Pergunto-me,
amiúde, se vale a pena uma pessoa indignar-se. É assim a modos de, em termos pessoais,
fazermos um tratamento psicológico. Uma pessoa deixa extravasar a momentânea
raiva que lhe vai na alma e depois sente-se melhor. Daniel Oliveira, no seu
excelente programa «Alta definição», que passa na SIC no começo dos sábados,
entrevistou, a 23, o nosso melhor tenista, João Sousa, e perguntou-lhe, a dado
passo, se já lhe dera para partir a raquete. Sim, claro, já partira! «Para
aliviar a raiva!».
Não
vou partir nenhuma raquete nem um prato sequer. Lavro mui singelamente aqui a
minha indignação, até porque acredito cada vez menos nas instituições tal como
elas hoje são geridas.
‒
E podes, de uma vez por todas, explicar porque estás indignado?
‒
Sim. É muito simples: a minha Faculdade de Letras da Universidade de Coimbra,
alfobre de tantos luminares que, séculos afora, terçaram armas pela defesa da Língua
Portuguesa, decidiu veicular as suas informações através de uma… newsletter!
Barafustei, claro,
e dei conta das mil e uma hipóteses de designar veículo idêntico. Debalde. É
moda, menino, é moda! E também já não há cartazes, mas posters; não temos desdobráveis, mas flyers (é com i ou com y?...).

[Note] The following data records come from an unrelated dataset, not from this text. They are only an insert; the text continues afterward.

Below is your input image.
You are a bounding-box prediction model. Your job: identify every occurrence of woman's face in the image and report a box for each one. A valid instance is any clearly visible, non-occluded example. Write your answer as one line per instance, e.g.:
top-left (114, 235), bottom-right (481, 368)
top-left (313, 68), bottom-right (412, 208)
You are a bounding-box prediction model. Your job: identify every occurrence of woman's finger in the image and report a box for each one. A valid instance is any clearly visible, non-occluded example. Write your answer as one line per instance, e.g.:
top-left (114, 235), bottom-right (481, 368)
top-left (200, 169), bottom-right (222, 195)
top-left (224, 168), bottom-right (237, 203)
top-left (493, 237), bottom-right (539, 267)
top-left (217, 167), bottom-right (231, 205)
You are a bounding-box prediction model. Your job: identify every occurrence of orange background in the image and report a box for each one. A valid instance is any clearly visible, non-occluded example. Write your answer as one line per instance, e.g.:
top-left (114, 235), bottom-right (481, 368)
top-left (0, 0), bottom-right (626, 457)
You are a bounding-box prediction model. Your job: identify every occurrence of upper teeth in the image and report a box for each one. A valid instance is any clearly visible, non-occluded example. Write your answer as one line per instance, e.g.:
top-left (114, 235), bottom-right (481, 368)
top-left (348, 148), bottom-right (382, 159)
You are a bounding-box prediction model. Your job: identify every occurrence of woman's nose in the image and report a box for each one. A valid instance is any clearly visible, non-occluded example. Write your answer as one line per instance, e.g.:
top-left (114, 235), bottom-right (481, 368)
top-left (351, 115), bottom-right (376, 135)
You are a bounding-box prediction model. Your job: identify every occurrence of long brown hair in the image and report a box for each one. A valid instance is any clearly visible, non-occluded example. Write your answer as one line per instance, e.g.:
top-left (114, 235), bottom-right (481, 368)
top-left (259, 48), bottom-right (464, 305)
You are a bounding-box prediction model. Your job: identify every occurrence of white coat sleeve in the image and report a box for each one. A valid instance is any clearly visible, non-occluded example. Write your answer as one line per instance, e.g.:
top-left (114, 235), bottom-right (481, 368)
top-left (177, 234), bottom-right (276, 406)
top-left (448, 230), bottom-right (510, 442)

E corre voz que as reuniões do Conselho Científico deverão passar a
chamar-se… brainstormings, cujos
membros serão, pois, convocados através de uma mailing list…
Regozijo
Placa toponímica em Miranda do Douro |
E
começámos a descobrir os provérbios, as lengalengas, os ditos dos nossos avós.
Na Faculdade de Ciências Sociais e Humanas (Universidade Nova de Lisboa), pelo
entusiasmo de vários docentes, entre os quais cumpre destacar a Doutora Ana
Paula Guimarães, munícipe de Cascais, há o Instituto de Estudos de Literatura
Tradicional, que, sem newsletter, vem
publicando obra de mérito. Na Academia das Ciências de Lisboa, sob orientação
de outra Ana – Ana Castro Salgado – há o Instituto de Lexicologia e
Lexicografia da Língua Portuguesa, que vai promover no próximo dia 25 de Maio «uma
reflexão conjunta sobre a língua portuguesa como idioma do futuro». De
aplaudir!
Capa do livro «Passatempo Proverbial» |
Peter
Koj, o autor, residiu em Cascais largos anos, enquanto durou a sua comissão de
serviço como professor na Escola Alemã. Dedicou-se afincadamente à aprendizagem
da língua portuguesa; mantém assíduo contacto com escritores portugueses que a Hamburgo
se deslocam. E foi agraciado, a 30 de Maio de 1996, com o Prémio da Fundação
Casa da Cultura de Língua Portuguesa (Universidade do Porto), entregue pelo
Chefe do Estado, mercê da ampla difusão que faz de Portugal, da sua língua e
dos seus costumes.
Um regozijo
que quase neutraliza, pois, a indignação – na esperança que tenho de que se
recorde ser a língua um património a defender, até porque foi com essa intenção
que, solenemente, a 17 de Julho de 1996, se constituiu a Comunidade dos Países de Língua Portuguesa –
CPLP. Ou terá sido também essa criação mera formalidade com fogo-de-artifício?
José d’Encarnação
Publicado em Costa do Sol Jornal, nº 137, 27-04-2016, p. 6.